El primer asesinato de aquella serie fue acallado por las autoridades, porque dicen que al comandante de la policía le llenaron los bolsillos de dinero los dueños de los tugurios. Pero hubo muchos que sí supieron. Quienes miraron a “La Chata” a los ojos, ya muerta, cercenada su cabeza y fija su mirada en el techo, dicen que les entró por la piel un repentino frío, y que sólo por haber ingresado en el cuartucho, les temblaron las piernas y se les congeló el aliento, en pleno verano. En aquella pieza de prostíbulo, el asesino había dibujado una espiral de sangre sobre las paredes encaladas, suponen que habiendo tomado en sus manos la cabeza desprendida de la prostituta, y girando endemoniadamente con ella una y otra vuelta... porque si no, ¿cómo explicar el fenómeno?
El segundo asesinato de una prostituta se conoció cuando uno de los borrachines que caminaba por la calle que va a la Plazuela Manuel Ojinaga, encontró el cadáver a un lado del camino, en unas tapias a las que entró para orinar. En la tierra, entre arbustos espinosos, la cabeza estaba casi separada del tronco, pero le habían abierto el pecho para extraerle los pulmones y el corazón.
La vieja zona de tolerancia, que siempre fue un nido de prostitución disfrazado, era un complejo amurallado de construcciones, atravesado por pasadizos y callejones sombríos.

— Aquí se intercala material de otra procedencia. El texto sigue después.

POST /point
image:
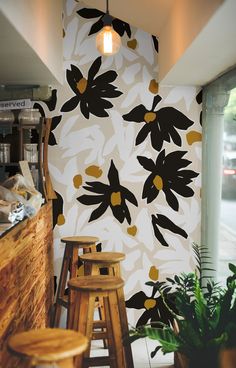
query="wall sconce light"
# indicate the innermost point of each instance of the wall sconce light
(108, 41)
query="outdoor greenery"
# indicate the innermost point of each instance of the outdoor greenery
(205, 313)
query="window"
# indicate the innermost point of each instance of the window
(219, 172)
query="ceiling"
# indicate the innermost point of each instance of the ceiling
(149, 15)
(208, 52)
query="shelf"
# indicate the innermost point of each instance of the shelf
(16, 163)
(9, 163)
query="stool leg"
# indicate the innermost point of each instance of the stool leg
(93, 269)
(116, 328)
(124, 329)
(74, 262)
(65, 363)
(84, 322)
(61, 286)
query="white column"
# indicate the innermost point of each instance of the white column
(214, 101)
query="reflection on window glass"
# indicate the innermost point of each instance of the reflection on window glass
(227, 249)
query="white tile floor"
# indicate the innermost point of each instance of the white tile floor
(141, 355)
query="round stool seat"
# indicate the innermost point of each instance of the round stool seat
(49, 344)
(96, 283)
(80, 240)
(103, 257)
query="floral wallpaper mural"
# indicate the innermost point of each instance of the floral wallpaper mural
(124, 156)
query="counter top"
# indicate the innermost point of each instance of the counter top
(5, 227)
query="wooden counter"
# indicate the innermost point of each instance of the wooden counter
(26, 278)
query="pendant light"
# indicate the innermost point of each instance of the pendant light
(108, 41)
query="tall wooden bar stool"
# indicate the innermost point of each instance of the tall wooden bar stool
(84, 291)
(93, 262)
(73, 245)
(48, 347)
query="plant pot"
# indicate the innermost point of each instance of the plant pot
(227, 358)
(197, 361)
(180, 361)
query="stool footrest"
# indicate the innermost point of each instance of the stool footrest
(99, 335)
(63, 301)
(98, 361)
(99, 324)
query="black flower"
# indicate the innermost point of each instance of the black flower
(113, 196)
(165, 223)
(119, 26)
(161, 124)
(167, 176)
(91, 92)
(155, 309)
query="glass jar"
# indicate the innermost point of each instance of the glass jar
(5, 152)
(7, 116)
(29, 117)
(31, 152)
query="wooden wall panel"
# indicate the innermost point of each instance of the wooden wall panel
(26, 279)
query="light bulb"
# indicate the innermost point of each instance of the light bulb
(108, 41)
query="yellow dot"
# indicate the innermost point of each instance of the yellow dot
(115, 199)
(153, 273)
(132, 230)
(150, 303)
(132, 44)
(193, 137)
(60, 219)
(77, 180)
(153, 86)
(158, 182)
(80, 271)
(94, 171)
(82, 85)
(149, 117)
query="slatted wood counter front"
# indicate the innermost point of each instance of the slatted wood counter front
(26, 278)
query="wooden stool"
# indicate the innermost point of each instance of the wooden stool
(69, 266)
(93, 262)
(84, 291)
(48, 346)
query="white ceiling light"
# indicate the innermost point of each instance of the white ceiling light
(108, 40)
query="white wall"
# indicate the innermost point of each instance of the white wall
(39, 22)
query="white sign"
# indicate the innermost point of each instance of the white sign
(15, 104)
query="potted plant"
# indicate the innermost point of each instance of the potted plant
(204, 314)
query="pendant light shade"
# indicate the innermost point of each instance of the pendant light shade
(108, 40)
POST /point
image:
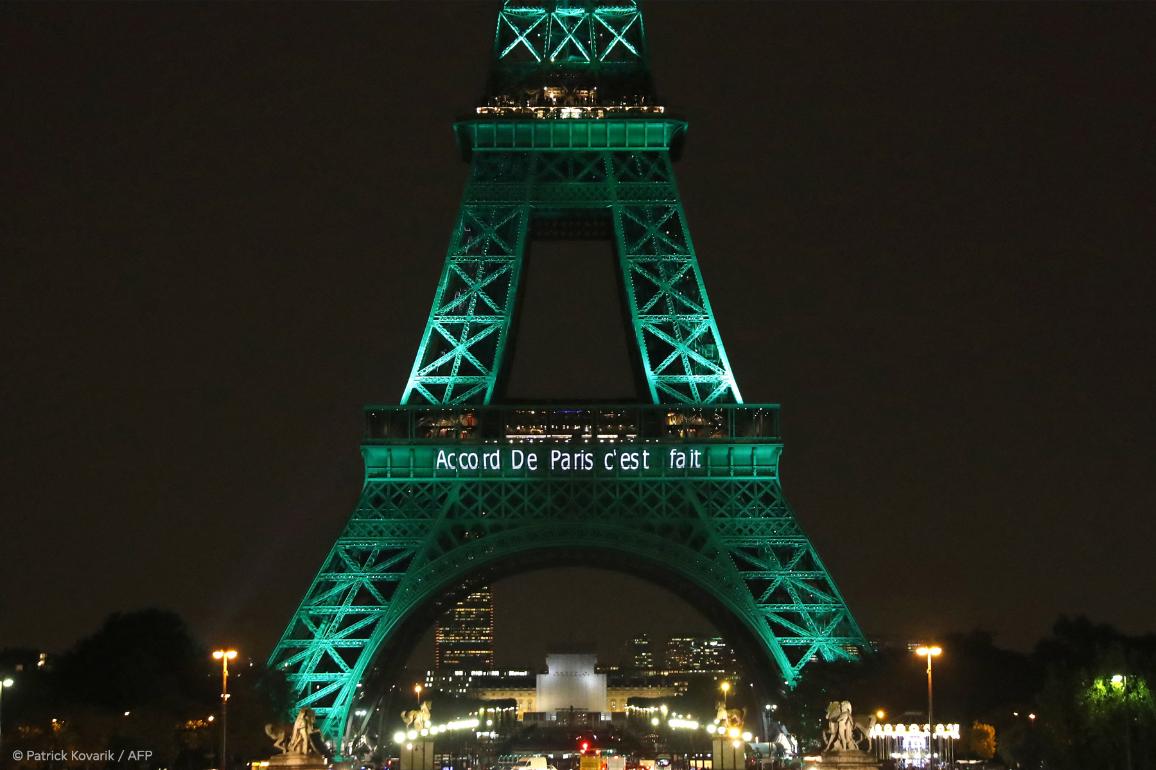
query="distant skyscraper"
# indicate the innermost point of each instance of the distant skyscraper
(464, 636)
(641, 654)
(698, 654)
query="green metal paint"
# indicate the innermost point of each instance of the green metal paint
(457, 481)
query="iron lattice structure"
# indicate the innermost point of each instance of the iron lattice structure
(568, 141)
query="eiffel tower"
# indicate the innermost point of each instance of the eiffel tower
(681, 487)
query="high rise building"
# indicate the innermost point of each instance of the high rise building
(639, 654)
(698, 654)
(464, 636)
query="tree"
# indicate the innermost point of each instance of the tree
(980, 740)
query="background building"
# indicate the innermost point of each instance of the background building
(639, 656)
(698, 654)
(464, 636)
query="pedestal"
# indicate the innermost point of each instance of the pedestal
(853, 760)
(417, 754)
(297, 762)
(728, 754)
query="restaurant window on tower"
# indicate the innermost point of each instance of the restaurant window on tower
(464, 636)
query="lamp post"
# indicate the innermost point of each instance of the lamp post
(930, 651)
(5, 683)
(224, 657)
(1119, 682)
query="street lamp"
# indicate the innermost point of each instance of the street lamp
(1119, 682)
(930, 652)
(224, 657)
(4, 686)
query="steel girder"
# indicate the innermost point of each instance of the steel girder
(416, 534)
(587, 32)
(460, 356)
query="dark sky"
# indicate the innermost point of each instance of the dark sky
(927, 230)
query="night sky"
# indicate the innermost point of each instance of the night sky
(927, 230)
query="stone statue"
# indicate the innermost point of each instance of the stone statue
(862, 728)
(730, 717)
(417, 718)
(838, 735)
(280, 735)
(298, 745)
(303, 728)
(735, 717)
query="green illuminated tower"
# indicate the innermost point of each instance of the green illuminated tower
(681, 487)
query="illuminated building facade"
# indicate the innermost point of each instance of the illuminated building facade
(682, 480)
(641, 654)
(698, 654)
(464, 636)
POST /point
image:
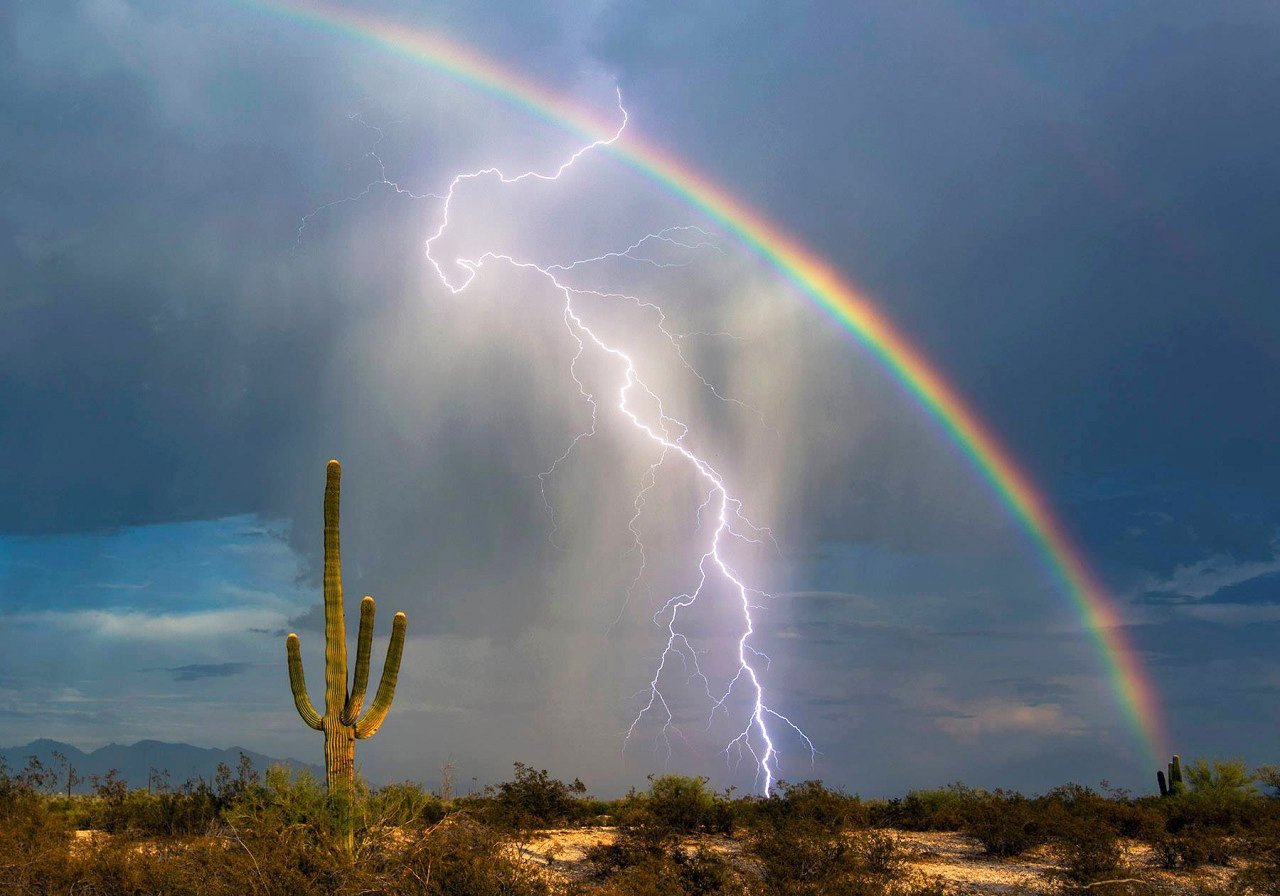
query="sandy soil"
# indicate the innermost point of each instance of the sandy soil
(952, 858)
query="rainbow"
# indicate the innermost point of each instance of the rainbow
(814, 278)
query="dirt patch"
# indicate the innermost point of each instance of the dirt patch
(955, 859)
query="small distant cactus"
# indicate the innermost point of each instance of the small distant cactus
(342, 723)
(1173, 785)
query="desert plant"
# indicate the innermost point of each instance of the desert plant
(1005, 823)
(533, 798)
(1220, 778)
(342, 722)
(1173, 784)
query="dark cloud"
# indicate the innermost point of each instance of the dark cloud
(1070, 210)
(1264, 589)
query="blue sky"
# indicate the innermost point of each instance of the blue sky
(1070, 210)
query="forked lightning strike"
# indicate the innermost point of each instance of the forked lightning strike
(667, 434)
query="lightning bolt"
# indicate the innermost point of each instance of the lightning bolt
(644, 410)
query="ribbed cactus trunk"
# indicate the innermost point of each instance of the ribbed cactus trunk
(342, 722)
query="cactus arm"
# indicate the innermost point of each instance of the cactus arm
(334, 626)
(298, 684)
(364, 647)
(373, 720)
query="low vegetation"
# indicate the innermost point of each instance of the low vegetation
(279, 832)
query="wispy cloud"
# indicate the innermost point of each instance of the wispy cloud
(141, 626)
(197, 671)
(1009, 717)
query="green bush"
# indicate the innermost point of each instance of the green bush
(535, 799)
(1006, 823)
(1089, 850)
(945, 809)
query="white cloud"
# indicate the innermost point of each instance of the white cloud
(1009, 717)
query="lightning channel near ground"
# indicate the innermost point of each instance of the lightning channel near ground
(757, 726)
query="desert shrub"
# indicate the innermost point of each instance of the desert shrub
(1269, 776)
(1088, 850)
(685, 804)
(406, 804)
(1005, 823)
(534, 799)
(35, 842)
(460, 858)
(809, 801)
(944, 809)
(805, 858)
(878, 853)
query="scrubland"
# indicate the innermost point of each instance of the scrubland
(279, 833)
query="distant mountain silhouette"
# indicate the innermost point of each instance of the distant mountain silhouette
(135, 762)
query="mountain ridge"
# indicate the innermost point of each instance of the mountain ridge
(135, 762)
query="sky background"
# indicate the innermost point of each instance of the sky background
(1070, 210)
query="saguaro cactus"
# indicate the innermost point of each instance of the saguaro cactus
(342, 723)
(1173, 785)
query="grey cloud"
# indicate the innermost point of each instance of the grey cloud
(199, 671)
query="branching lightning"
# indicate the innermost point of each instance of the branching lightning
(755, 737)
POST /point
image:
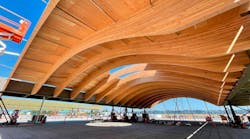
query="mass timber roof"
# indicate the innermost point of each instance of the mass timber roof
(178, 49)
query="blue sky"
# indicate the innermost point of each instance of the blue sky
(31, 10)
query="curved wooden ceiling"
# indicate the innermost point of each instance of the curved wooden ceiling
(176, 48)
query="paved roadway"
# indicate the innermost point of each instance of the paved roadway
(135, 131)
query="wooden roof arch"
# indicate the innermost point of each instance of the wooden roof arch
(205, 43)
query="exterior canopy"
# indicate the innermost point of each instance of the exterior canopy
(177, 48)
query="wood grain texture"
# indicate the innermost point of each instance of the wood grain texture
(194, 48)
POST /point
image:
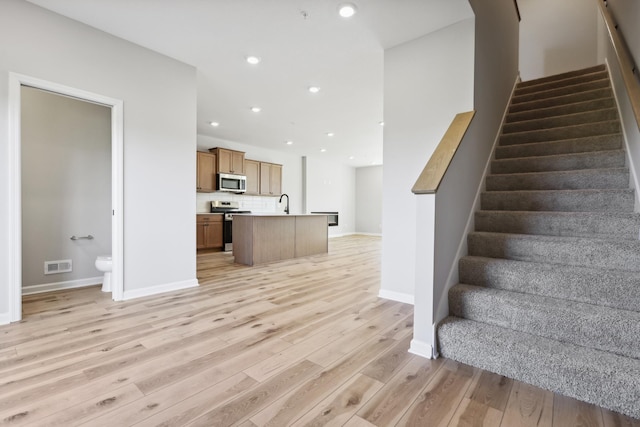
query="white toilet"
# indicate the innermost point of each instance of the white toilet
(104, 264)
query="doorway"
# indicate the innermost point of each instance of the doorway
(117, 138)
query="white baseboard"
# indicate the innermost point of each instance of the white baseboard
(423, 349)
(396, 296)
(154, 290)
(5, 319)
(59, 286)
(341, 235)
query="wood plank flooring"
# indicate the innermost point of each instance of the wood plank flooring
(303, 342)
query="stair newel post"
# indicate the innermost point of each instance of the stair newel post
(424, 335)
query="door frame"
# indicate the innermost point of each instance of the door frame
(16, 81)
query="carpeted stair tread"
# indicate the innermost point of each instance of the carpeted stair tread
(559, 200)
(566, 132)
(560, 162)
(577, 251)
(560, 110)
(562, 91)
(571, 98)
(560, 180)
(601, 115)
(563, 76)
(578, 323)
(590, 375)
(523, 89)
(550, 288)
(574, 145)
(617, 289)
(604, 225)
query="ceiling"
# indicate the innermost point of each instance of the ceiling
(301, 43)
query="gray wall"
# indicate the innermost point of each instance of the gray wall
(427, 81)
(557, 36)
(496, 71)
(626, 13)
(369, 200)
(159, 98)
(66, 185)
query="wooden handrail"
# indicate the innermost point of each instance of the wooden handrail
(624, 59)
(432, 174)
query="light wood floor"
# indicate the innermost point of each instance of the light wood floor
(302, 342)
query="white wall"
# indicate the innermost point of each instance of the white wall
(626, 13)
(291, 178)
(369, 200)
(159, 96)
(331, 187)
(557, 36)
(66, 186)
(426, 83)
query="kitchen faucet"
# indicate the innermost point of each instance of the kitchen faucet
(286, 209)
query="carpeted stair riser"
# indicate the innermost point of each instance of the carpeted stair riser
(578, 107)
(559, 200)
(570, 81)
(560, 180)
(563, 76)
(563, 162)
(602, 328)
(616, 289)
(577, 251)
(586, 374)
(561, 100)
(576, 145)
(559, 121)
(555, 134)
(612, 225)
(568, 90)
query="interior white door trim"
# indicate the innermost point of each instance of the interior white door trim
(117, 184)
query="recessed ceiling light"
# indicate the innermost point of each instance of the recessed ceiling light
(347, 10)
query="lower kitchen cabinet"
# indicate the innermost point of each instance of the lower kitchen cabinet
(209, 231)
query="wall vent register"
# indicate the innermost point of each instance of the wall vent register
(55, 267)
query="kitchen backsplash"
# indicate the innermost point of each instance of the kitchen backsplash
(249, 203)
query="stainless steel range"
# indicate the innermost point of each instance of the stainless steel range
(228, 209)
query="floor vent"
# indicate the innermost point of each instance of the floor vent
(55, 267)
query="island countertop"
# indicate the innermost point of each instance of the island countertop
(266, 237)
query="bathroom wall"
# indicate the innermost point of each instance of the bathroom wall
(66, 188)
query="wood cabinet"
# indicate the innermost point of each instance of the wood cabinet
(252, 171)
(270, 179)
(229, 161)
(206, 172)
(209, 231)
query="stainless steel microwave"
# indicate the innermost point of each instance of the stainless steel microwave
(232, 183)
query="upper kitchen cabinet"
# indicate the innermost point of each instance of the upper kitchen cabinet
(229, 161)
(252, 171)
(206, 175)
(270, 179)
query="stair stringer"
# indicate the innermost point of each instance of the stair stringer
(446, 277)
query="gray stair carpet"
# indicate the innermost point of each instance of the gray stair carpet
(549, 292)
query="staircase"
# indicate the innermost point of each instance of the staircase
(550, 291)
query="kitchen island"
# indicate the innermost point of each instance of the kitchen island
(259, 238)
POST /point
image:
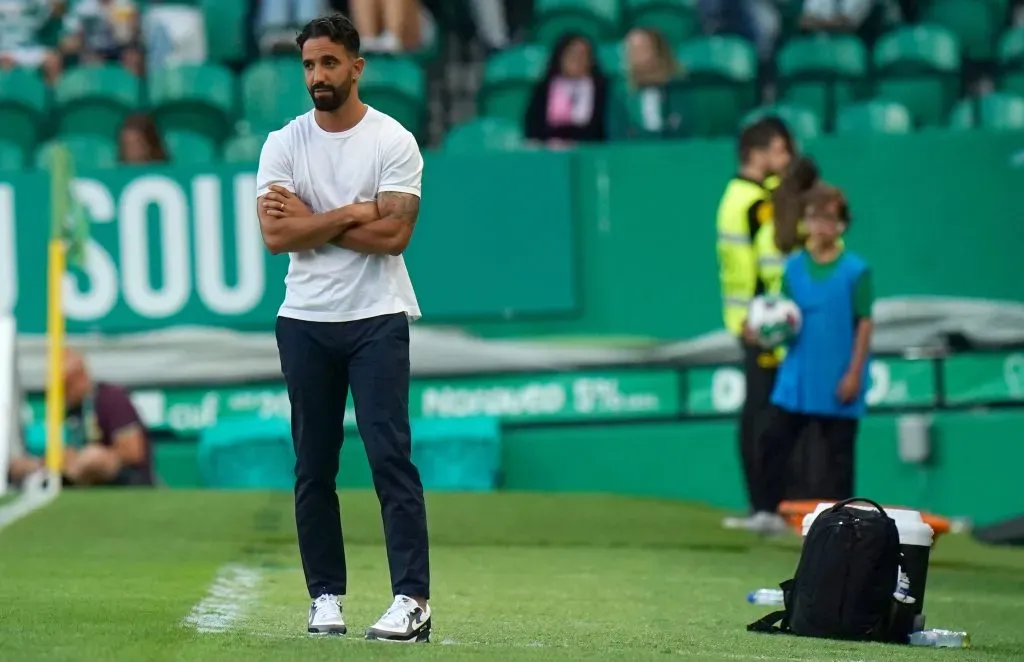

Todos los establecimientos tenían salidas en la parte posterior, y algunas contaban incluso con puertas secretas disimuladas en los muros, y hasta accesos en el techo.
En Ojinaga, igual que en todas las poblaciones fronterizas con los Estados Unidos, se hicieron entonces grandes negocios atendiendo a las hordas de parranderos que atravesaban el fin de semana la frontera para encontrar acá el licor y la cerveza cuyo consumo estuvo prohibido del lado norte.
Entre los tugurios de La Zona, estaba “El Gato Negro”, que era una cantina y prostíbulo con la apariencia de un restaurante. Aquello era, verdaderamente, lo que se dice un antro. Era “El Gato Negro” una chorrera de cuartos, comunicados entre ellos, y parece que aquí fue donde inventaron el concepto de pasadizos secretos... había escaleras, cortinas que tapaban las entradas, mujeres que salían de quién sabe dónde, bailes en cuartos con radiola, mujeres sentadas en las piernas de los hombres, borrachines cansados y bamboleantes, señoras bailando solas... el ambiente típico de una zona de tolerancia de aquella época.
Todo lo marcaban acá el vicio y las mafias: la mafia del contrabando de licor hacia los Estados Unidos, la mafia del juego. El negocio lo acaparaban Jesús Campos, Pancho Caballero, Bernabé Orona y el chino Rafael Lee Tea, junto con un puñado de socios.
El salon “1-2-3” era regenteado por el asiático Lee Tea, un viejo cascarrabias. A pesar del carácter de su propietario, era éste un antro muy concurrido. Una mañana de invierno, la encargada de este negocio descubrió el cadáver del chino, quien había sido estrangulado la noche anterior con un cordón hecho con cintas de zapatos blancas. Tenía las manos atadas atrás, la boca llena de trapos, además de señas de golpes en el cuerpo.
La noche anterior el chino había desalojado el local en medio de grandes gritos. Corrió de mala manera a todos los clientes, pero se supo que después llegaron tres desconocidos a quienes nadie vio salir. El cantinero supuso que trataban asuntos de contrabando, y que ellos fueran los asesinos. Nadie les puso atención porque era frecuente que el patrón recibiera misteriosos visitantes nocturnos.
Hubo quien relacionó este asesinato con los de las prostitutas, que pudieron haber llegado hasta diez, pero la policía se había empeñado en tapar los casos para que no trascendieran al Ministerio Público. Era un secreto oficial.
El asunto, todo ello, permanece en las sombras del misterio.